Narnia
Amy Z
aiz24 at hotmail.com
Wed Jun 6 12:34:01 UTC 2001
from the NYT:
> They have struck deals to license plush Narnian toys. The series
> publisher, HarperCollins, revealed plans to create new Narnia
> novels by unidentified authors, to the outrage of some devoted
> readers. (What next? "Narnia Barbie in a school uniform?" asked one
> fan in a Lewis electronic forum.)
>
> Most striking of all, they have developed a discreet strategy to
> avoid direct links to the Christian imagery and theology that
> suffused the Narnia novels and inspired Lewis.
My dad reported this to me with great horror the other day. Now that
I read the article, it isn't as bad as I feared. From what he'd said,
I thought they were actually rewriting the original 7 books to tone
down the Christian connection. I was getting ready to chain myself to
the steps of Canterbury Cathedral.
The additional books are depressing, but I doubt they will ever come
close to the artistry of the original. This has been done with lots
of books (Oz e.g.) and in my admittedly limited experience, the fans
usually say "they're okay, but they're not Baum," or "Lewis," or
whomever, and that's that.
As for marketing, well, same old same old. I don't much like it,
either with HP or with Narnia, but I don't worry about it damaging the
experience of reading the books--mostly because the art is always so
atrocious, IMO. Anyone remember the animated LWW from about, I don't
know, 20 years ago, where Aslan looked like a great yellow grasshopper
bounding around the countryside? It would take a real artist to
convey the majesty of Aslan in plush velvet.
I think the marketers really need to relax. The Lewis estate must be
the envy of children's writers everywhere--the books have been
unqualified hits for 50 years, and not just among "evangelicals" (half
the evangelicals I hear on Christian radio wouldn't allow their kids
to read Narnia--it doesn't toe the correct theological line--but
anyway...) Growing up in a devout Jewish home, I gulped the Narnia
books down without knowing or caring that they were Christian
allegories. My parents had to point out the Christian imagery to me.
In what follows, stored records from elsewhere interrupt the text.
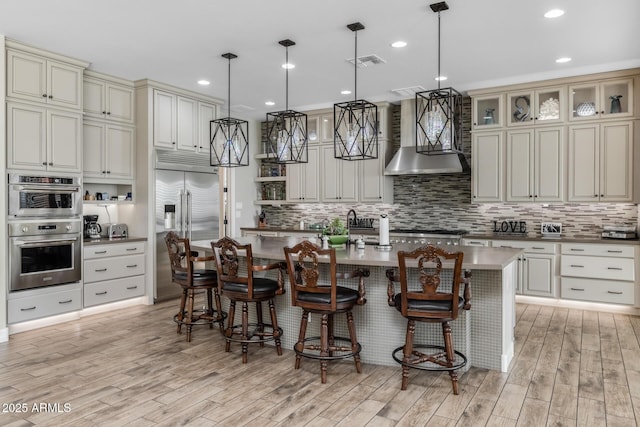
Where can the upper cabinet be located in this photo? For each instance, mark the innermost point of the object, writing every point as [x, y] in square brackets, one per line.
[44, 80]
[488, 112]
[605, 99]
[107, 98]
[43, 139]
[181, 122]
[541, 106]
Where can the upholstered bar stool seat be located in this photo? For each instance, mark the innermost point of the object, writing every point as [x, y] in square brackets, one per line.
[421, 300]
[193, 281]
[326, 299]
[231, 259]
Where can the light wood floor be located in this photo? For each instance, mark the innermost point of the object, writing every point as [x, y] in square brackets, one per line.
[129, 366]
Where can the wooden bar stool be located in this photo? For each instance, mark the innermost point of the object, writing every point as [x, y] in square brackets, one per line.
[182, 261]
[324, 299]
[238, 283]
[420, 300]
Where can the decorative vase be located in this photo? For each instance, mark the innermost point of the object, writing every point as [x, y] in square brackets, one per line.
[615, 104]
[488, 116]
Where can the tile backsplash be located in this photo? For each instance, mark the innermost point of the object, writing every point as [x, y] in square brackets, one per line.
[444, 201]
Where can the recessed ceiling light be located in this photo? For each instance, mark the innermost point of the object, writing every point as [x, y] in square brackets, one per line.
[554, 13]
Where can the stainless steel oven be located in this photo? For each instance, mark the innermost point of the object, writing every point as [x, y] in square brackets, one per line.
[44, 253]
[44, 196]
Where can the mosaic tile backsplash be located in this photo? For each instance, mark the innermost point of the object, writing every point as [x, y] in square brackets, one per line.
[444, 201]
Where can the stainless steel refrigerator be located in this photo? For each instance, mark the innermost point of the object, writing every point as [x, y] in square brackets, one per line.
[189, 204]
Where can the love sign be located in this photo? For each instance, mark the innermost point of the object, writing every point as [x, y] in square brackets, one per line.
[514, 227]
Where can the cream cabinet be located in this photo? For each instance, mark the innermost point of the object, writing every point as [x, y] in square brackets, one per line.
[302, 182]
[181, 122]
[43, 302]
[601, 162]
[339, 178]
[535, 165]
[540, 106]
[113, 272]
[537, 266]
[106, 99]
[488, 112]
[603, 273]
[44, 139]
[612, 98]
[40, 79]
[487, 177]
[109, 153]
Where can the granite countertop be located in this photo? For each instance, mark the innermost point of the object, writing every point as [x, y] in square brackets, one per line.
[481, 258]
[561, 239]
[106, 241]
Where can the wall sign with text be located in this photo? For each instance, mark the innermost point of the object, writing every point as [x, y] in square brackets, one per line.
[510, 227]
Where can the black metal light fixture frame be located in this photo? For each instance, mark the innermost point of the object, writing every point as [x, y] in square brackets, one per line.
[229, 137]
[287, 130]
[439, 113]
[355, 122]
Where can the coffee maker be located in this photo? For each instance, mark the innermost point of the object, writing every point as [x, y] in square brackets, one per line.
[91, 227]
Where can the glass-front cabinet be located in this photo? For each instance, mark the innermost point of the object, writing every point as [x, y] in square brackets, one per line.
[541, 106]
[488, 112]
[606, 99]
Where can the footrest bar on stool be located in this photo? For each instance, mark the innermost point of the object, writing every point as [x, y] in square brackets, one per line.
[426, 365]
[266, 335]
[334, 349]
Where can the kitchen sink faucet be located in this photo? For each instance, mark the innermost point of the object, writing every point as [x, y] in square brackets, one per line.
[353, 222]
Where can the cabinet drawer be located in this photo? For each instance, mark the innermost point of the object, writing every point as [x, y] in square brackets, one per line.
[530, 247]
[597, 268]
[604, 291]
[113, 268]
[598, 250]
[114, 249]
[113, 290]
[46, 304]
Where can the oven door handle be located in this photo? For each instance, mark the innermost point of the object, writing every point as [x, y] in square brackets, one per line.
[24, 243]
[56, 190]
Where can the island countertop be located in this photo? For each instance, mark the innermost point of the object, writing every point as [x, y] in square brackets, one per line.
[475, 257]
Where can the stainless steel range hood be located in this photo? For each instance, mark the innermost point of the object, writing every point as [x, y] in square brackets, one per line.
[406, 161]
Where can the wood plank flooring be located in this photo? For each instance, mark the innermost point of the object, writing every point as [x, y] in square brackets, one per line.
[129, 367]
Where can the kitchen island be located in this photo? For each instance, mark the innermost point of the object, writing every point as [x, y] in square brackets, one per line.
[484, 334]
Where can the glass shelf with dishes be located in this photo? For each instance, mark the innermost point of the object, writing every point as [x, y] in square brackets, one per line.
[488, 111]
[606, 99]
[541, 106]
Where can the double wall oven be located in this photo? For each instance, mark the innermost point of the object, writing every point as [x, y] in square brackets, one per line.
[45, 231]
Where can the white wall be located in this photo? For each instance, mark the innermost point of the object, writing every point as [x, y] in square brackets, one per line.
[242, 188]
[4, 281]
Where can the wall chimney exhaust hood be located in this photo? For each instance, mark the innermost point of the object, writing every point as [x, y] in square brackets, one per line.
[406, 161]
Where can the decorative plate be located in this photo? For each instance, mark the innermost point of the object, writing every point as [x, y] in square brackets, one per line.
[549, 110]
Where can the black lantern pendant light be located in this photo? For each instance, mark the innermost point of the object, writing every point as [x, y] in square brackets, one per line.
[356, 122]
[439, 113]
[287, 130]
[228, 137]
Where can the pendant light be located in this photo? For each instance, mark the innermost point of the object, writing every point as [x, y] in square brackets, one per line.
[229, 146]
[439, 112]
[356, 122]
[287, 130]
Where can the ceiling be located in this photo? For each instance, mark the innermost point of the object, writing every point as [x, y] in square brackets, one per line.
[483, 44]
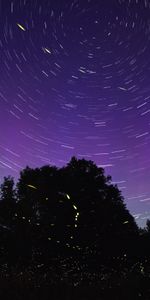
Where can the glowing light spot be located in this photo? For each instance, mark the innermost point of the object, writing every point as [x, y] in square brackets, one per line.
[74, 207]
[32, 186]
[21, 27]
[47, 50]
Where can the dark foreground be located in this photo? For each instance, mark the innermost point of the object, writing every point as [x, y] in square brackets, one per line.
[61, 280]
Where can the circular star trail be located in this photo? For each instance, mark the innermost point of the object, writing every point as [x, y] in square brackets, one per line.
[74, 80]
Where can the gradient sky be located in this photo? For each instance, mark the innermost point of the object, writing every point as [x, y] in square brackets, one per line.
[75, 80]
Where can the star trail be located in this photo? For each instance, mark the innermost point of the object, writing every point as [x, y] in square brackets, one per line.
[74, 80]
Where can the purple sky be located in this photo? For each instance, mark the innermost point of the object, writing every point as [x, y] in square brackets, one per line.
[74, 80]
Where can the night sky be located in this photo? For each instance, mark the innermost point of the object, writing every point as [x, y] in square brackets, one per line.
[75, 80]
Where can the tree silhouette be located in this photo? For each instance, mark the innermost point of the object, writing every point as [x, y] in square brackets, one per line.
[73, 209]
[7, 203]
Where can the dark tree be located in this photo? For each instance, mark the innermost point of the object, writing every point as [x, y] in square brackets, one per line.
[8, 198]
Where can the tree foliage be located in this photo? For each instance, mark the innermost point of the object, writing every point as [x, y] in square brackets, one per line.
[73, 208]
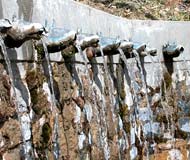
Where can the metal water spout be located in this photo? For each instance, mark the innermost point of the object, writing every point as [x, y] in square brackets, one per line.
[172, 50]
[127, 48]
[109, 46]
[86, 41]
[148, 51]
[57, 40]
[22, 31]
[5, 25]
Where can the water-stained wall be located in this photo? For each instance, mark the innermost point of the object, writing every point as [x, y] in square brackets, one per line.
[122, 109]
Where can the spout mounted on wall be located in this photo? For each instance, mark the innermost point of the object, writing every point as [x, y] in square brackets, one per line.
[108, 46]
[58, 40]
[172, 50]
[21, 31]
[5, 25]
[86, 41]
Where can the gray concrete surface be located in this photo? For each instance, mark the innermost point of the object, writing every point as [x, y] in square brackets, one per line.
[72, 15]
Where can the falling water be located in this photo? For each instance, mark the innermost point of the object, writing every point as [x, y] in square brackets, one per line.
[110, 90]
[134, 115]
[103, 129]
[53, 106]
[23, 118]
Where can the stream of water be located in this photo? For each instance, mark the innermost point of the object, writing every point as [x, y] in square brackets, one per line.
[101, 117]
[53, 106]
[23, 117]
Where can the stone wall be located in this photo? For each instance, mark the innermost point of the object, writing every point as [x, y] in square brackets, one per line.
[100, 113]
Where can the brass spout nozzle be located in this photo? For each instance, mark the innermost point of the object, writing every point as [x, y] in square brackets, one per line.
[5, 25]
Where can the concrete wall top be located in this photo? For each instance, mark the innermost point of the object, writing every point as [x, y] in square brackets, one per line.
[73, 15]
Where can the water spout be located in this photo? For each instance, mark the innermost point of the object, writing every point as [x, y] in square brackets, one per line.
[5, 25]
[172, 50]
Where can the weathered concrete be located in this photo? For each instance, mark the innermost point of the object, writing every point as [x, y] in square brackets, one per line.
[74, 16]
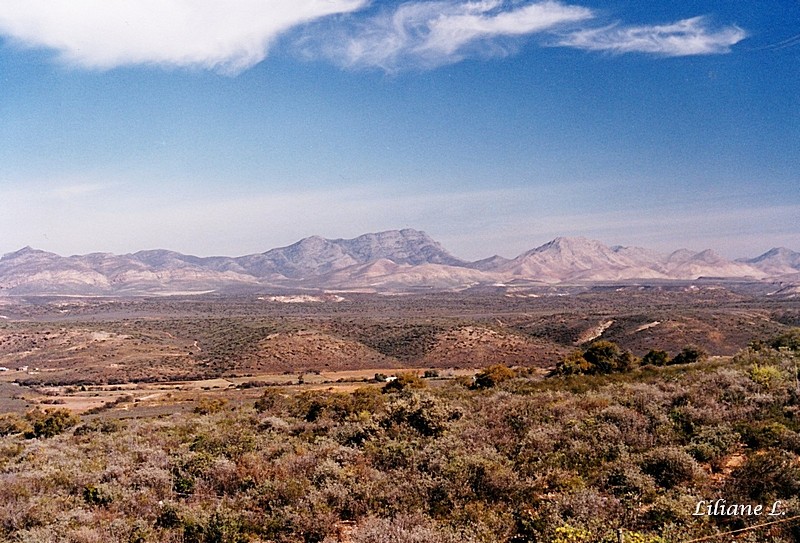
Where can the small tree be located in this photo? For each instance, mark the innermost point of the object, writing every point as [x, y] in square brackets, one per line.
[600, 357]
[655, 358]
[404, 381]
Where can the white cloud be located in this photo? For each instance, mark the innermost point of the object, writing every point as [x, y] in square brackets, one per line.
[431, 34]
[683, 38]
[233, 35]
[229, 35]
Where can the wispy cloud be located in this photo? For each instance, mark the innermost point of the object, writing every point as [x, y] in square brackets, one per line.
[229, 35]
[687, 37]
[431, 34]
[233, 35]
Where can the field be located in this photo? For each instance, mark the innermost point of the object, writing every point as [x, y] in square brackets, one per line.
[234, 419]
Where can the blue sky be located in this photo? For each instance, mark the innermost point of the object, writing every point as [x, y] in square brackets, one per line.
[235, 126]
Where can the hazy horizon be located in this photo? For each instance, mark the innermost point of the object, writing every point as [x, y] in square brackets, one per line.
[493, 126]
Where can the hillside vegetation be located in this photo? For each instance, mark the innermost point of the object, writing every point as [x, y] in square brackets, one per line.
[504, 459]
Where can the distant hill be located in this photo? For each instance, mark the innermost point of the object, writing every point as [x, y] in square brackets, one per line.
[395, 260]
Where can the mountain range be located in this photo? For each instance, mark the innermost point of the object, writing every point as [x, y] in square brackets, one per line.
[395, 260]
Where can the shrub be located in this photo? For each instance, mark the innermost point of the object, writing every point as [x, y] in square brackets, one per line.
[269, 399]
[208, 406]
[50, 423]
[13, 424]
[96, 496]
[670, 467]
[690, 355]
[655, 358]
[601, 357]
[403, 381]
[493, 375]
[770, 474]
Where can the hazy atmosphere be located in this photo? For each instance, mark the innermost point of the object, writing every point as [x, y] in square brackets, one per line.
[234, 127]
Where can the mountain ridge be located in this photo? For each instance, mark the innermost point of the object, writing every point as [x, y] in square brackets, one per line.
[392, 260]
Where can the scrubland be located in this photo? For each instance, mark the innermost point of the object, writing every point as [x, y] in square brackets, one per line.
[504, 457]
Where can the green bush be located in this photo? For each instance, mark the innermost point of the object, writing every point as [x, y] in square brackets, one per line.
[50, 423]
[655, 357]
[600, 358]
[670, 467]
[493, 376]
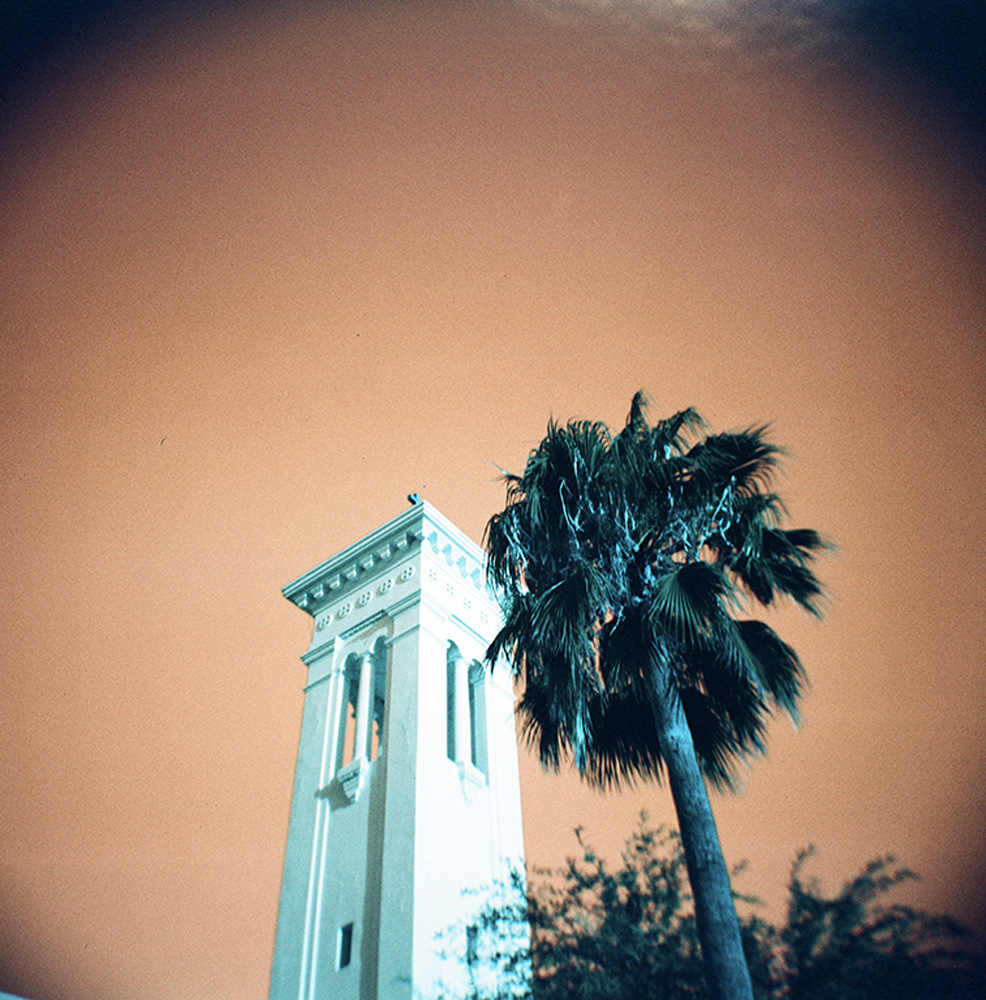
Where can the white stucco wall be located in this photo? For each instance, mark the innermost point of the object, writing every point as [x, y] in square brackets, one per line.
[396, 857]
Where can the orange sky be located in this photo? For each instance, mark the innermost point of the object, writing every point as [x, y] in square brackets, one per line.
[264, 274]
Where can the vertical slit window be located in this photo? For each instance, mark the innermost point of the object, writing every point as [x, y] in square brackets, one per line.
[477, 717]
[345, 945]
[450, 700]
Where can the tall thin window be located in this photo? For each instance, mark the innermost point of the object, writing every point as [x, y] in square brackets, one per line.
[451, 664]
[477, 718]
[347, 722]
[345, 945]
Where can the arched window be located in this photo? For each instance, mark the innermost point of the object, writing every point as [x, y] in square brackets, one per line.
[465, 710]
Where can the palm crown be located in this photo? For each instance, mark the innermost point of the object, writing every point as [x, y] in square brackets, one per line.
[620, 559]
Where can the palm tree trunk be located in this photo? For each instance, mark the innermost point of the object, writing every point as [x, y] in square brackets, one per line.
[726, 971]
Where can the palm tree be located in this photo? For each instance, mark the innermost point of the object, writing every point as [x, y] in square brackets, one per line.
[624, 564]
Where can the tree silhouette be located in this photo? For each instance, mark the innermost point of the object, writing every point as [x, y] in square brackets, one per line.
[624, 564]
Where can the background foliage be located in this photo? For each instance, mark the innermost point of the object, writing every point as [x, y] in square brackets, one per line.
[602, 933]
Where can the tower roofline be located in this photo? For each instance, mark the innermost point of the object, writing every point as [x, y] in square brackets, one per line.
[420, 522]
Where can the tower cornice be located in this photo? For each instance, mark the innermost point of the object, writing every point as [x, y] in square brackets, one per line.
[344, 572]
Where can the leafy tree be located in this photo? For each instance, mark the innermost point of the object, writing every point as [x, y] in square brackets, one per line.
[624, 564]
[602, 933]
[853, 947]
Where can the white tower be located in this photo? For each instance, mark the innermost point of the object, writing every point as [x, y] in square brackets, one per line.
[406, 791]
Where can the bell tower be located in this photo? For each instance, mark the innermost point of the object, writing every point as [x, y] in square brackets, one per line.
[406, 793]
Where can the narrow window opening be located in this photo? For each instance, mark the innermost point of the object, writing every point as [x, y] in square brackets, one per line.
[345, 945]
[477, 718]
[379, 703]
[453, 653]
[347, 741]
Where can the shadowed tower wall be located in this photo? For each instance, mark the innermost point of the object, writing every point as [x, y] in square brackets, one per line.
[406, 790]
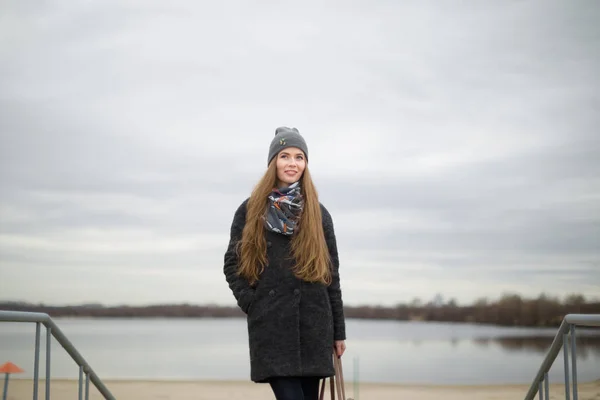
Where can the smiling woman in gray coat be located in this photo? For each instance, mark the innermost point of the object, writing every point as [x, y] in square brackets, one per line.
[283, 270]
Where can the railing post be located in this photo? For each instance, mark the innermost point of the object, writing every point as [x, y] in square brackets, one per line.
[36, 360]
[574, 360]
[87, 386]
[566, 358]
[48, 340]
[81, 382]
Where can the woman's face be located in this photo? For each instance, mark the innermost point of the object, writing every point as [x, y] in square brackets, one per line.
[290, 166]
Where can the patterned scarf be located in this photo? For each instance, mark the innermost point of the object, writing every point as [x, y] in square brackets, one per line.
[284, 209]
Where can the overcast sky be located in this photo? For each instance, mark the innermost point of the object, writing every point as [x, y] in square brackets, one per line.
[457, 146]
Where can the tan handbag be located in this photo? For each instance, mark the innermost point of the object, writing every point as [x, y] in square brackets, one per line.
[336, 383]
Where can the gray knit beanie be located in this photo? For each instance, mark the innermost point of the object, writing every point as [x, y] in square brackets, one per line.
[286, 137]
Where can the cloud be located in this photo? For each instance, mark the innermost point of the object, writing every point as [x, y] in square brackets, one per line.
[455, 147]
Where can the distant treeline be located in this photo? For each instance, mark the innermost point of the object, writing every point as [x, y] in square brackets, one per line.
[509, 310]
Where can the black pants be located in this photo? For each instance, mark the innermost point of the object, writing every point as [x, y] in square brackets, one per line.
[295, 388]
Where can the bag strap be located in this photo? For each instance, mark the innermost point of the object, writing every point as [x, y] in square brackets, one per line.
[339, 374]
[336, 382]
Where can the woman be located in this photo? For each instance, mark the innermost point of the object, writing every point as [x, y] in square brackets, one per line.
[282, 267]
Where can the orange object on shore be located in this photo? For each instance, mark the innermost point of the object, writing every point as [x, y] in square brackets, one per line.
[10, 368]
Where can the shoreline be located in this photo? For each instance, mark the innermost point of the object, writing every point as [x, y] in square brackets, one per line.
[349, 382]
[169, 389]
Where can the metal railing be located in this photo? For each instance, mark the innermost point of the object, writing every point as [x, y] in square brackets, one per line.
[53, 330]
[566, 335]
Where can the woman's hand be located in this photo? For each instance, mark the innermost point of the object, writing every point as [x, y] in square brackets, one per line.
[340, 347]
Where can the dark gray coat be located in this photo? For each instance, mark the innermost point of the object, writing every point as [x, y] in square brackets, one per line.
[292, 324]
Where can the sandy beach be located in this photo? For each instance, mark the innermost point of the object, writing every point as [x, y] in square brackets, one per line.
[21, 389]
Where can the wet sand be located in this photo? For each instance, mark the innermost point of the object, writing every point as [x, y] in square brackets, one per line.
[22, 389]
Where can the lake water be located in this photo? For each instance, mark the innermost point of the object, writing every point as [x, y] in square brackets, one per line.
[383, 351]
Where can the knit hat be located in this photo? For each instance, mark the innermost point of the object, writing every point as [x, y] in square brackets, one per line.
[286, 137]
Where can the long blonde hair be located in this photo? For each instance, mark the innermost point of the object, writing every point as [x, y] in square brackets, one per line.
[309, 248]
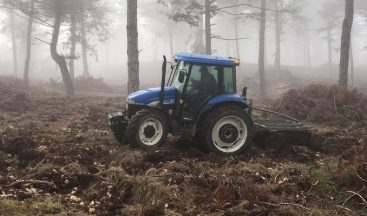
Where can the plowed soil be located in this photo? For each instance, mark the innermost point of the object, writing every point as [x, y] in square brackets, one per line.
[62, 149]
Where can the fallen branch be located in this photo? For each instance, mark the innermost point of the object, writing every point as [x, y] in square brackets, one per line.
[34, 182]
[357, 194]
[347, 209]
[280, 204]
[364, 180]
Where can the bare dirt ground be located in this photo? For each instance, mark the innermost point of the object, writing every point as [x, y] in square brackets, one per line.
[58, 157]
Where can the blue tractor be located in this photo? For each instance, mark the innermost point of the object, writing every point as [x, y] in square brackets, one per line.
[199, 100]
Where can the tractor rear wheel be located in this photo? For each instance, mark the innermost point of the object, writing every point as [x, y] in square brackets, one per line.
[147, 129]
[229, 130]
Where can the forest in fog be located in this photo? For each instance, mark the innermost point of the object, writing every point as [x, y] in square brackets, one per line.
[93, 37]
[183, 107]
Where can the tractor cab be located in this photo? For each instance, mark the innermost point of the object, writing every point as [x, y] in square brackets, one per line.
[201, 81]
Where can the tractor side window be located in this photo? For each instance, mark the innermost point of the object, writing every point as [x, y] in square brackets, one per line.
[229, 80]
[204, 79]
[175, 81]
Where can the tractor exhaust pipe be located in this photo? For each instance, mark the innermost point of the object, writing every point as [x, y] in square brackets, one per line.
[164, 66]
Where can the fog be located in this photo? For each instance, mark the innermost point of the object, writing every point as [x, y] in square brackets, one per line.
[109, 58]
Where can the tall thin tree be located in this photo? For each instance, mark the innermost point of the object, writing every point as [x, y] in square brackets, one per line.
[59, 59]
[132, 46]
[345, 43]
[208, 28]
[29, 43]
[73, 45]
[262, 51]
[278, 33]
[14, 43]
[84, 46]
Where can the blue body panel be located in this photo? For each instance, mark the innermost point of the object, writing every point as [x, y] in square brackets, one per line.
[144, 97]
[227, 98]
[204, 59]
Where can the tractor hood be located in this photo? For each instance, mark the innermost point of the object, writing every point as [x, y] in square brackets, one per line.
[145, 97]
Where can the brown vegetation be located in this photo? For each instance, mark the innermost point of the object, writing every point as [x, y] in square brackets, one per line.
[60, 157]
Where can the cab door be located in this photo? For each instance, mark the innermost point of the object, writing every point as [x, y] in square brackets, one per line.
[194, 96]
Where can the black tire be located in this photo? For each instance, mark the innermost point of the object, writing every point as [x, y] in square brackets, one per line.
[228, 133]
[155, 118]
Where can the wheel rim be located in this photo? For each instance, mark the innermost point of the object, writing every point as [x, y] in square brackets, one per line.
[150, 131]
[229, 134]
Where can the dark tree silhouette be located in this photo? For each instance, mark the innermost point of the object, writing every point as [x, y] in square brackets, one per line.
[345, 43]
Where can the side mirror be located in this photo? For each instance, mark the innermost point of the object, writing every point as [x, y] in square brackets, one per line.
[181, 75]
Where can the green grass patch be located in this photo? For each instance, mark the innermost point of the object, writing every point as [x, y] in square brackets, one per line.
[36, 206]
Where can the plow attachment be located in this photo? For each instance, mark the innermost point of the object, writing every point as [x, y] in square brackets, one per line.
[283, 131]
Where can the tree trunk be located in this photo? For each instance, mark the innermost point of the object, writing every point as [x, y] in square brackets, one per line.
[308, 49]
[84, 47]
[345, 43]
[262, 51]
[208, 30]
[132, 46]
[171, 49]
[351, 65]
[29, 44]
[237, 40]
[278, 32]
[14, 43]
[60, 60]
[330, 48]
[198, 45]
[73, 46]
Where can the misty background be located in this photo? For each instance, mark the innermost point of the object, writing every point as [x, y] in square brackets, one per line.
[109, 58]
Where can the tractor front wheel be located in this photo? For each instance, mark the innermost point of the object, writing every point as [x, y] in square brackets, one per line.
[229, 130]
[147, 129]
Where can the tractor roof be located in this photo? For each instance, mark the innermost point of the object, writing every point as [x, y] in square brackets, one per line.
[205, 59]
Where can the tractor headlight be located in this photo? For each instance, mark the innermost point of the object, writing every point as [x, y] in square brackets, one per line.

I got that there was something more about Aslan but I thought he was
supposed to be God. "Well, Jesus," said my dad, and I was shocked. I
kept reading, though--we all loved them, parents and kids, which is
why my parents bought them for us in the first place. Do they really
think that there is no secular audience for Narnia? Or are they just
being greedy? Fifty years of steady sales and a sudden increase of
20% aren't enough--we need MORE MONEY!